Torre entre as pedras

Os pés descalços caminham pelo piso gelado da cozinha, o esmalte de suas unhas está corroído e ela sabe que sua preocupação com a própria vaidade tem sido quase nula nas últimas semanas, a exceção é a sua boca, que pode contar com um batom quase sempre.

Estranhamente ela encontra quatro pedras sobre a mesa, são pequenas, escuras e leves. Como é que foram parar ali? Pergunta a si mesma. Decide levá-las para a sala, havia pensado em jogá-las fora, mas acredita que podem combinar com a torre eiffel que uma amiga lhe trouxe, apesar dela detestar esse tipo de lembrancinhas de viagem.

A pequena torre eiffel de plástico fica soterrada pelas pedrinhas, como naqueles filmes apocalípticos. Ela ri, gosta da sua invenção, pois enxerga um sentido naquela composição de objetos. Enfim, é o sentido que a sua vida está tomando, alterar as ordens das coisas, desestagnar-se.

Mas será que ela está seguindo à risca esse rumo?

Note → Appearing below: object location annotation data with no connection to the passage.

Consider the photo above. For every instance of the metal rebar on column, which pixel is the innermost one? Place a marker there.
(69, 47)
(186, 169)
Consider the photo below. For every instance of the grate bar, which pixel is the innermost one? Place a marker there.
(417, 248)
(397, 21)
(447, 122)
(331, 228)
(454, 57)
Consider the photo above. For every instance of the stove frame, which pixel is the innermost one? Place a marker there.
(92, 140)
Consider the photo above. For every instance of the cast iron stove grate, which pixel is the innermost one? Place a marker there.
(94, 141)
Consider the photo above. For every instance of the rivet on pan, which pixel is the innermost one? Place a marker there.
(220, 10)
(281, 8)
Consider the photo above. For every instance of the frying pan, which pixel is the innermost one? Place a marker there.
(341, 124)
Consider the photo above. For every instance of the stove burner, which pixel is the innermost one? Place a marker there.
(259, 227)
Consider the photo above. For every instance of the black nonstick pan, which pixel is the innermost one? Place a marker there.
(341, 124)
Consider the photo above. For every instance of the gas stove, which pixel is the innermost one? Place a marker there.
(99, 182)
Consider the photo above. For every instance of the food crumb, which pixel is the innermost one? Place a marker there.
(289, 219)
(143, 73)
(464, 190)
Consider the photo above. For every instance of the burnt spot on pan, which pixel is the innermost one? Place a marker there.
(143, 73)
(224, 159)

Ela reconhece que coisas muito mais importantes que a decoração de sua casa precisam ser reordenadas. Não sentir a obrigação de ter um namorado é uma delas, o amor precisa ser repensado, apesar de que muitos acreditam que ele precisa ser redefinido. Quantos rês! Ao sorrir para a torre entre as pedras, ela conclui que não deseja se redefinir, apenas tirar algumas coisas da ordem.

Jogados ao lado do sofá estão papéis que precisam ser lidos para que assuntos avancem no escritório onde trabalha. Ela começa a rasgar folha por folha como se aquilo fosse terapêutico. De frente para o amontoado de papéis rasgados, ela começa a chorar. Acredita que mergulhou numa loucura, sente medo. Liga para uma amiga. "Por que você não faz uma viagem?", pergunta a amiga no esforço de aliviar a situação e recebe como resposta um 'como você é tola!'

Desprezando seu medo, ela quer que sua loucura seja mais profunda e procura mais pedras pela casa.